Monday, October 31, 2011

Mesos: A Platform for Fine-Grained Resource Sharing in the Data Center

B. Hindman, A. Konwinski, M. Zaharia, A. Ghodsi, A. D. Joseph, R. H. Katz, S. Shenker, and I. Stoica. Mesos: A platform for fine-grained resource sharing in the data center. NSDI 2011.
This paper presents Mesos, a platform for sharing resources among various cloud computing frameworks in a fine-grained manner. It introduced a distributed two-level scheduling mechanism in which the central scheduler (or mesos master) distributes the amount of resources among various frameworks, while the individual frameworks themselves decide as to which resources they should accept. While not globally optimal, the authors claim that the system works very well in practice.
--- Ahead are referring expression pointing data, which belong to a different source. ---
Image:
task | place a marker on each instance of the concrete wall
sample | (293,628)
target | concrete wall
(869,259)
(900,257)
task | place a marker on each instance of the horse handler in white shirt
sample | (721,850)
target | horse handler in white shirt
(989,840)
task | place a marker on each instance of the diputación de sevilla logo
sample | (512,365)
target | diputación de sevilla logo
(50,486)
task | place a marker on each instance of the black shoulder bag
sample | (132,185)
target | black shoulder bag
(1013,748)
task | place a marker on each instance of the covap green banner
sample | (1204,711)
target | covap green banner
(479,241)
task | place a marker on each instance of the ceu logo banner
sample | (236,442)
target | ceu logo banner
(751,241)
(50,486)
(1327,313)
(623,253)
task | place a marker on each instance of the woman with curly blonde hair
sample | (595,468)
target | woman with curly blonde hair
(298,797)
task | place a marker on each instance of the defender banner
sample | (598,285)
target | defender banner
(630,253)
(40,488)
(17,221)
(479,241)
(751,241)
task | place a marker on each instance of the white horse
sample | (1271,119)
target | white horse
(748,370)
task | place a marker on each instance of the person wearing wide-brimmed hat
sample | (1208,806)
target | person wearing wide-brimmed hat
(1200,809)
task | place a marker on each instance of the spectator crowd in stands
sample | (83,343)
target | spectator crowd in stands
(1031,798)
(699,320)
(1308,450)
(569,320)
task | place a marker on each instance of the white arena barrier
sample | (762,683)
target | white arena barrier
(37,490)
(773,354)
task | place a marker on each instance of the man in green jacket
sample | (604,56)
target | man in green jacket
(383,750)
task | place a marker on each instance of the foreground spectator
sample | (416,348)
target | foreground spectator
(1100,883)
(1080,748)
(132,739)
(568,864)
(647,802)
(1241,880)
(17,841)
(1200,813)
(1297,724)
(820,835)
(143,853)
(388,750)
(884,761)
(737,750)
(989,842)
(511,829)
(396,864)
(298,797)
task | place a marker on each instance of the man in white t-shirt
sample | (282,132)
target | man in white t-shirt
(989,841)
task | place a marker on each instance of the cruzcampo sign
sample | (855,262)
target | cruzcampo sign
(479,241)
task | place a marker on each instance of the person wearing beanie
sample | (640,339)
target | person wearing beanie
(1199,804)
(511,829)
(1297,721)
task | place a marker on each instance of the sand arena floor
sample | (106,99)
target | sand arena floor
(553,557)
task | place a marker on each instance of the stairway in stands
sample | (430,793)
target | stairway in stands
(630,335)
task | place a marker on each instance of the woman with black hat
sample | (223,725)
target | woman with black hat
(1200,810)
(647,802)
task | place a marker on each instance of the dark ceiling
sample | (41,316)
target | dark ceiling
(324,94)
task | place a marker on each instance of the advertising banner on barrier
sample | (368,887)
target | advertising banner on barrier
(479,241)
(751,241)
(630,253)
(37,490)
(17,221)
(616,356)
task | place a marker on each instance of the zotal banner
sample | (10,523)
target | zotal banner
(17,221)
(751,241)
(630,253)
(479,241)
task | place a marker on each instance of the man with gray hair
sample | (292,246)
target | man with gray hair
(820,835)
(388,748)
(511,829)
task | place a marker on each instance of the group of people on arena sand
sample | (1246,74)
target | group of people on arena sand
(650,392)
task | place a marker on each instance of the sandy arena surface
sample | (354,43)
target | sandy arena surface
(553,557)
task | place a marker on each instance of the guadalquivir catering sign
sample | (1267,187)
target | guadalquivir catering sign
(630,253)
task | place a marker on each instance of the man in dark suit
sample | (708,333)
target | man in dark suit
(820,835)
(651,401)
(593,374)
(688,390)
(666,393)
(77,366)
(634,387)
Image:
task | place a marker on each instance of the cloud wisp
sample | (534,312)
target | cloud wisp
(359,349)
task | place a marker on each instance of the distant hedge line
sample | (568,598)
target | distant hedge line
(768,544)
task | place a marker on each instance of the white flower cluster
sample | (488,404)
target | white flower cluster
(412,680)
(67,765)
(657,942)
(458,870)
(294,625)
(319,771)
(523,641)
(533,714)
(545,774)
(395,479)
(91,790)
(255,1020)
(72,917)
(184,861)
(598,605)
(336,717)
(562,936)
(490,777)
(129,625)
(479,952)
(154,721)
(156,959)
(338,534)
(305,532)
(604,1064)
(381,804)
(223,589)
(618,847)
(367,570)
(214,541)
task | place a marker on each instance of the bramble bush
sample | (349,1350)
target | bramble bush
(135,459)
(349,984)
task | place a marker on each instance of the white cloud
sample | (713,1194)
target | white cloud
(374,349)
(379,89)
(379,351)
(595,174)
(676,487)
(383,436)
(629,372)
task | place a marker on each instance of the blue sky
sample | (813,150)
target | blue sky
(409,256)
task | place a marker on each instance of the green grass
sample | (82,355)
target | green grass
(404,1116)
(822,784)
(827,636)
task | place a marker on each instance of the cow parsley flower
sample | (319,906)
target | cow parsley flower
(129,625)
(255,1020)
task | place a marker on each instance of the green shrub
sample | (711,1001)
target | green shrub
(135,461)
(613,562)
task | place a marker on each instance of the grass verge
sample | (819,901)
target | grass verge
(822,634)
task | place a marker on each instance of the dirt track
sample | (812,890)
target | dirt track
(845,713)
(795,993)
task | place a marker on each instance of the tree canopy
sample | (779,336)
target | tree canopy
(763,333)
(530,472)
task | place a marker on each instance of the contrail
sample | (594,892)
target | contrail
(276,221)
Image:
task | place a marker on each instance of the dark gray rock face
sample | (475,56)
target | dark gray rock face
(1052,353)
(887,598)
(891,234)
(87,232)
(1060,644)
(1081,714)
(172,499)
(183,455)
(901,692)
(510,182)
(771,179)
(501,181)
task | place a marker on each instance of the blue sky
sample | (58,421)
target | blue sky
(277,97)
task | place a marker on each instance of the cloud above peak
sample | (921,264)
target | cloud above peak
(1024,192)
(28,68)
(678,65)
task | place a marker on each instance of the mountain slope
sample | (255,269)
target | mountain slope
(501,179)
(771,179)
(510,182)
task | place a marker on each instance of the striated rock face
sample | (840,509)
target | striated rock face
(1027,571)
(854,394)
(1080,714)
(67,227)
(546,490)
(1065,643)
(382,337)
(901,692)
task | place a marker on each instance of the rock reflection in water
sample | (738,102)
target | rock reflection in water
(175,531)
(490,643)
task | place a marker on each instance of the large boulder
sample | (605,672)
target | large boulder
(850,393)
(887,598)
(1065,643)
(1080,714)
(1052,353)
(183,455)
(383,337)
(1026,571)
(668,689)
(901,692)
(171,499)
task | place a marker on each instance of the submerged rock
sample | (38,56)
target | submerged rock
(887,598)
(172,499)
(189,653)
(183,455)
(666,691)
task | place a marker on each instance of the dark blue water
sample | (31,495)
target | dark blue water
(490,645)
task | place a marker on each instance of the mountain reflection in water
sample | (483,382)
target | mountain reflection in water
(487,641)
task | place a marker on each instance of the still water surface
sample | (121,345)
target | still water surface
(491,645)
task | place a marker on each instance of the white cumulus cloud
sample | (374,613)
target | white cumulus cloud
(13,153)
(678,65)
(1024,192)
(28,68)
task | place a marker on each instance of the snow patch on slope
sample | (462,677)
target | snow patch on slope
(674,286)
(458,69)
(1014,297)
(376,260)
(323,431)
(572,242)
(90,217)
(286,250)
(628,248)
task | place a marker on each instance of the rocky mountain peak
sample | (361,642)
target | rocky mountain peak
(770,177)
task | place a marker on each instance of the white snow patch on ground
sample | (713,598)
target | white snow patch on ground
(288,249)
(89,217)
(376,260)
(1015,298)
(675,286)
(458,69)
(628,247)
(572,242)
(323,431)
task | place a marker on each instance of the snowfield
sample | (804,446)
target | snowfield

For a framework to be mesos-compatible, it just requires it to implement a scheduler that registers with the mesos master and an executor process that is launched on slave nodes to run the framework's tasks. It uses resource-filters for efficiency, kills long running tasks (if there is a need) to prevent starvation and uses Linux containers for CPU/Memory isolation. The paper features an impressive evaluation section and the authors show that Mesos can seamlessly scale up to 50,000 virtual nodes on Amazon EC2.


Comments/Critiques:


The paper is very well written and tackles a relevant problem. The authors designed and implemented a real system and took it all the way through (Mesos is now a part of Apache Incubator, deployed in Twitter and 40 node RADLab r-cluster). However, I had a few comments on some aspects of the paper:


  1. Granularity of Scheduling: Mesos presents a per-framework scheduler and assumes each framework to do its own scheduling. However, it was unclear to me if that is the right granularity? How about a per job/per framework scheduler? Though this has other issues with re-writing frameworks etc, this would go a long way to ensure per-framework scalability and even prevent potential conflicts due to 2 level-scheduling.
  2. Delay Scheduling in Hadoop: I think it was interesting that delay scheduling was brought up in this paper, however, I was disappointed that the paper just presented some locality improvements in Hadoop that were in no way related to mesos. I was more interested in the implications due to the 2 levels of scheduler policies. For eg. I was curious to know if delay scheduling might work better if the framework spent some time to pause before accepting resource offers.
  3. Task Resource/Duration prediction: While the paper assumes that each framework can exactly specify its resource requirements. While such an assumption is already made by MR frameworks (by having one slot per task), it is unclear to me if it is always possible on a very generic level.